SELECT TOP 50 x00, x10, x20, x30, x40, x50, x60, x70, x80, x90, x100, x110 FROM (SELECT ROWNUMBER() OVER(ORDER BY hibernatesortexpr0, hibernatesortexpr1) as row, query.x00, query.x10, query.x20, query.x30, query.x40, query.x50, query.x60, query.x70, query.x80, query.x90, query.x100, query.x110, query.hibernatesortexpr0, query.hibernatesortexpr1_ FROM (select product0.ProductID as x00, product0.Discontinued as x10, product0.ProductName as x20, product0.UnitPrice as x30, product0.UnitsInStock as x40, product0.UnitsOnOrder as x50, product0.ReorderLevel as x60, product0.QuantityPerUnit as x70, category1.CategoryName as x80, category1.CategoryID as x90, product0.SupplierID as x100, supplier2.CompanyName as x110, product0.CategoryID asc as hibernatesortexpr0, product0.ProductName as hibernatesortexpr1 from dbo.Products product0, dbo.Categories category1, dbo.Suppliers supplier2_ where product0.CategoryID=category1.CategoryID and product0.SupplierID=supplier2.SupplierID) query ) page WHERE page.row > 0 ORDER BY hibernatesortexpr0, hibernatesortexpr1

Note the "product0.CategoryID asc as hibernatesortexpr0__" in the select field list.

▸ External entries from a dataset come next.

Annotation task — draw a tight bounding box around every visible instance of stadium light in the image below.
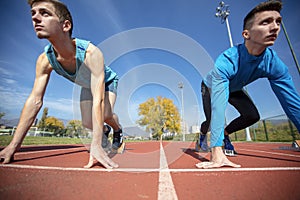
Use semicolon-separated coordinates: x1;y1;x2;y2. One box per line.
215;1;252;141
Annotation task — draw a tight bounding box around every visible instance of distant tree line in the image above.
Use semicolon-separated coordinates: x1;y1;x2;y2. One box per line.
37;107;87;137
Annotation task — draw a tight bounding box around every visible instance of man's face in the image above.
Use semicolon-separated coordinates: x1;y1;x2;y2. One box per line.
31;2;63;38
243;11;282;47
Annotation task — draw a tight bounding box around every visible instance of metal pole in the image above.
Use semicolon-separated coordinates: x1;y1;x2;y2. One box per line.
281;21;300;74
215;1;251;141
225;17;233;47
178;82;185;141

this is a new behavior starting R3860, previous the same setup was generating invalid orderby

ORDER BY hibernatesortexpr0hibernatesortexpr1

-> concatenating fields in the order by clause

B.

Ayende Rahien
10/19/2008 05:59 PM by
Ayende Rahien

Is this still a problem in the trunk?

If so, please create a JIRA issue

Anonymous
10/21/2008 02:55 PM by
Anonymous

Is this the same as NH-1350 ?

Ayende Rahien
10/22/2008 04:04 PM by
Ayende Rahien

Ken,

Named parameters would solve the issue, yeah, but that is not really related to the core of the issue, which is how much trouble you have to go in trying to get paging to work.

I don't care that CTE are smart. I want a simple solution to a very common and very simple problem. Smart == complex == hard to use.

The reason for the query being so complex is that we need to handle a lot more scenarios in a generic fashion.

In particular, take a look at http://jira.nhibernate.org/browse/NH-1155 to see one issue that significantly complicated the code.

Comments have been closed on this topic.